Le Mans : Un exemple édifiant de "petit boulot"02/03/20012001Journal/medias/journalnumero/images/2001/03/une-1703.gif.445x577_q85_box-0%2C13%2C166%2C228_crop_detail.jpg

Dans les entreprises

Le Mans : Un exemple édifiant de "petit boulot"

Une dizaine de salariés de DEPresse, une entreprise de portage de journaux située au Mans, viennent de faire huit jours de grève pour protester contre leurs conditions de travail et de rémunération. L'entreprise, qui emploie une grosse quarantaine de salariés, dont treize dans l'équipe de portage à domicile du quotidien Ouest France (celle qui a fait grève) a été rachetée voilà deux mois par un nouveau patron, qui se vante d'avoir déjà racheté, "retapé" et revendu deux sociétés.

Le travail de portage est considéré comme un travail d'appoint, de deux heures par jour. Mais il faut se lever très tôt, partir de chez soi vers 3h15 du matin pour préparer le travail, et les tournées sont trop longues pour être faites en 2 heures. On n'est donc pas rentré chez soi avant 7h30 du matin. Mais après ce travail "de complément" on est sans doute frais comme un gardon pour un "travail principal".
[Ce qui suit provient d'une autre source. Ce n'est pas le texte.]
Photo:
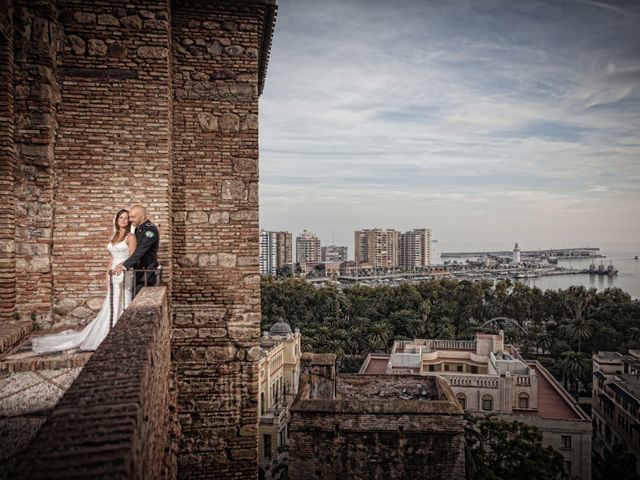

En réalité, la boîte fait travailler des personnes en situation difficile, pour lesquelles c'est parfois l'unique source de revenus. Les salariés sont payés 0,42 F ou 0,63 F l'exemplaire, selon que la livraison se fait en ville ou en campagne. Plus une indemnité de 0,83 F du kilomètre, tirée d'un barème pour deux roues alors que tous utilisent leur voiture, dont la boîte de vitesse est particulièrement malmenée. Le travail du dimanche est ridiculement indemnisé : quelques francs seulement.

Tout cela donne des paies très faibles. Certaines sont de 2 700 F, d'autres de 4 500 F, selon la longueur de la tournée quotidienne, le nombre de journaux mis dans les boîtes aux lettres (200 à 300), en secteur ville ou en secteur campagne, le nombre de jours travaillés (dimanche compris ou non, des salariés travaillent 7 jours sur 7 depuis des mois, sans jour de repos). C'est-à-dire pour 4 000 à 8 000 journaux livrés et des centaines de kilomètres parcourus dans le mois.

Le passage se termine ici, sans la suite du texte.